Les hippocampes étaient à bout de forces. Brisés par leurs efforts durant l’affrontement avec les serpents de mer, ils s’arrêtèrent d’eux-mêmes dans une vaste étendue d’algues marines. Il n’y avait plus rien à faire, le bateau ne bougerait pas de là avant le lever du soleil.
— Qu’allons-nous faire maintenant ? demanda Goy.
— Nous allons scruter l’horizon jusqu’à la tombée de la nuit, répondit Banry, découragé. Ensuite, nous allumerons un feu dans un brasero sur le pont du navire afin que nos compagnons puissent nous voir et nager vers nous… en espérant, bien sûr, qu’ils en aient encore la force !
Selon les indications de Banry, Kasso alluma un feu, et les béorites, rompus de fatigue mais rongés d’inquiétude, essayèrent tant bien que mal de fermer l’œil. Amos et Béorf furent chargés du premier tour de garde. Les deux garçons, assis côte à côte, regardaient les étoiles.
— Tu sais, commença Béorf, lorsque mes parents sont morts, j’ai ressenti cette même douleur.

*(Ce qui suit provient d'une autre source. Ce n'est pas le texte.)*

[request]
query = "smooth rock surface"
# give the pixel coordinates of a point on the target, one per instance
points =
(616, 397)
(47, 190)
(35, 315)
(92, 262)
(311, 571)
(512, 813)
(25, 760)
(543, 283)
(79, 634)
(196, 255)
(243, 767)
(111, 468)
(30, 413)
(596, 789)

Tu comprends ce que je veux dire ? C’est une espèce de vide à l’intérieur de moi, un trou impossible à combler par lequel mon âme voudrait fuir pour aller les rejoindre.
— Oui, répondit Amos, je comprends très bien. Je l’ai aussi ressenti très fortement à la mort de mon père. Aussi lorsque Médousa s’est regardée dans le miroir et qu’elle s’est pulvérisée. Quel choc !
— Je pense souvent à elle. Je ne peux pas me la sortir de la tête. C’est comme si le fait de l’avoir regardée dans les yeux avait imprégné son image en moi. Je rêve parfois d’elle et tout ce que je vois, c’est son visage ! Tu te souviens ?
— Oui, très bien ! Elle était très gentille, douce et avait un joli sourire.
— Bonne description ! C’est quand même étrange d’avoir des serpents en guise de cheveux, non ?
— Si tu veux connaître le fond de ma pensée, un garçon qui se transforme en ours, ce n’est pas non plus quelque chose de très commun !
— Ouais ! lança Béorf en bâillant Je suppose que tous les êtres ont en eux un petit quelque chose de spécial qui les distingue des autres… Oh ! regarde, Amos, une étoile filante !
— Fais un vœu, mon ami !
— Je souhaite revoir Médousa…, dit spontanément le jeune béorite.
Dans la lumière de la lune, le silence prit place entre les deux garçons.